CuPyはNumPy と高い互換性を持つと言われているが、完全互換ではない。
その為、NumPyを使ったプログラムをCuPy に変えるのは難しい。
後のために挫折した経緯をメモしておく。
1.背景
”ニューラルネットワーク自作入門”に記載されているMNISTデータを利用した
画像認識プログラムをNumPyからCuPy へ変えて処理時間の比較を試みた。
2.問題点
NumPyと互換性のないCuPy関数がありエラーとなる。主な問題は2つある。
2.1 asfarray関数
(1)下図のようにcupy.asfarrayを呼んでもエラーになる。
cupyのAPI Referenceにはcupy.asfarrayが定義されいるのに何故エラーになるか分からない。
(2)暫定対策としてnumpyで計算してcupyに変換してみた。(下図の上側枠内)
解消されたが、下図の下側枠内2つのようにscipy.special.expiでエラーになる。
2.2 scipy.special.expit関数
(1)cupyにはcupyx.scipy.special.expitがあるので下図のように変更した。
(2)しかし、下図枠内のようにエラーになる。
cupyのAPI Referenceにはcupyx.scipy.special.expitが定義されいるのに何故エラーになるか分からない。

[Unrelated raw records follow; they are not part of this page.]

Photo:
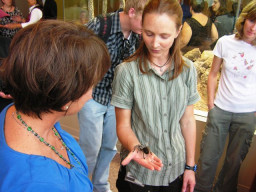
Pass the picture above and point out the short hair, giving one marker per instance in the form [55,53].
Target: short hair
[223,8]
[138,5]
[173,9]
[248,12]
[52,63]
[197,5]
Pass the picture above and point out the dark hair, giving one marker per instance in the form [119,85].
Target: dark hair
[248,12]
[197,5]
[52,63]
[13,2]
[173,9]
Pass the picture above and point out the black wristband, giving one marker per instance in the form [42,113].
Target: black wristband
[194,168]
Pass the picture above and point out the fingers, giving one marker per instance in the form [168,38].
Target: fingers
[128,158]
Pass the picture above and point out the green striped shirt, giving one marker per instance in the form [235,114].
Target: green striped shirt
[157,106]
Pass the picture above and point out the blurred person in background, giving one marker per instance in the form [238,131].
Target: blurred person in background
[9,8]
[231,111]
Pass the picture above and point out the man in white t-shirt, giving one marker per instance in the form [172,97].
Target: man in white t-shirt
[232,111]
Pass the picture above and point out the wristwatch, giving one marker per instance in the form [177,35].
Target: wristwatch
[194,168]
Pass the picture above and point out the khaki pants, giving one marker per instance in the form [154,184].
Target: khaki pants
[240,127]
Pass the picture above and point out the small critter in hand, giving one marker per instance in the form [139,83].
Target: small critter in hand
[142,148]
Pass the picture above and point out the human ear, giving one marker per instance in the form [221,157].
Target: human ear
[131,12]
[178,31]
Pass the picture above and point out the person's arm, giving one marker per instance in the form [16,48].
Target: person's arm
[186,34]
[36,15]
[212,80]
[129,140]
[214,33]
[188,129]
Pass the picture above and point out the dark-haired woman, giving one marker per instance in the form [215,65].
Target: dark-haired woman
[198,31]
[154,92]
[47,81]
[232,110]
[12,11]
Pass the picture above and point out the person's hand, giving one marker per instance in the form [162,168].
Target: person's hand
[12,25]
[189,181]
[3,95]
[210,106]
[17,18]
[149,161]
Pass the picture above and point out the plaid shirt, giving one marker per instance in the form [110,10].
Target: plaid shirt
[119,49]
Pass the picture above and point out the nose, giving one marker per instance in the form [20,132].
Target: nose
[254,26]
[155,42]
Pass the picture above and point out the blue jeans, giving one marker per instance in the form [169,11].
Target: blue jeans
[98,141]
[240,127]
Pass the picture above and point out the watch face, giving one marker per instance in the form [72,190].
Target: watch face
[195,168]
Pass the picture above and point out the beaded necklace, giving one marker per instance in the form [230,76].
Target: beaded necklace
[41,139]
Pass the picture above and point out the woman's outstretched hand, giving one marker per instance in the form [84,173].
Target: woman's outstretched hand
[149,161]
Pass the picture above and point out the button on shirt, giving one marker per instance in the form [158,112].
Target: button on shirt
[119,49]
[157,105]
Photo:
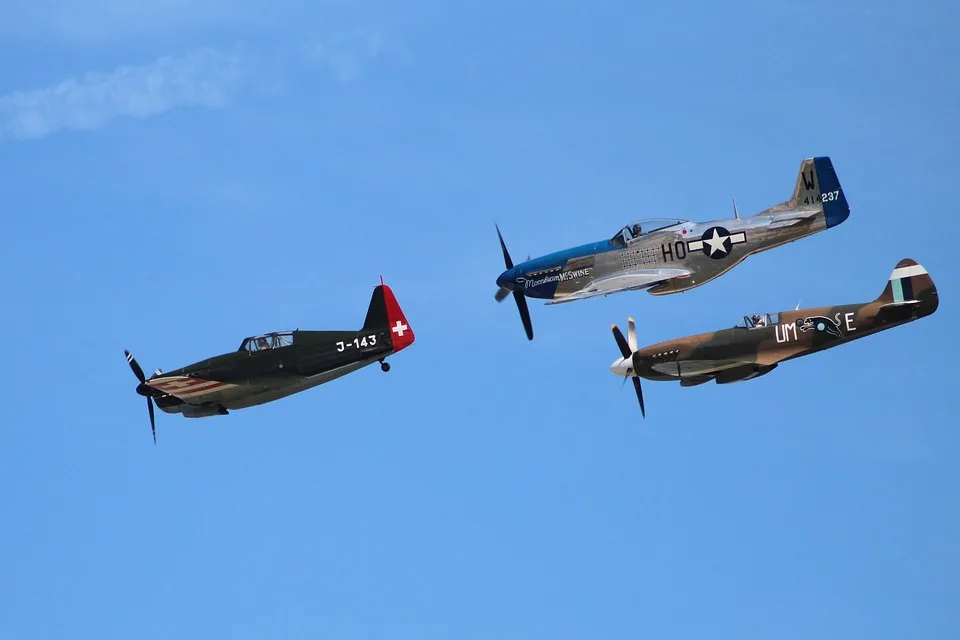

(3)仕方がないのでsigmoid関数を自作して呼んだらエラーが解消された。
3.numpyと暫定対策版cupyの処理時間比較
(1)numpy
訓練に314秒、テストに1.4秒である。
(2)暫定対策版cupy
訓練に284秒(30秒しか早くない)、テストに7秒(5.6秒遅い)である。
認識精度はほぼ同じ。
<個人的な感想>
numpyと互換になるはずのcupy関数が普通に呼べないのは問題である。
暫定版でnumpyを使ってcupyに変換したので余分の処理時間がかかっていると思われ、
その為にテスト時間が遅いと推測される。
これではcupyを使う意味がないので、当分は使用を見送る。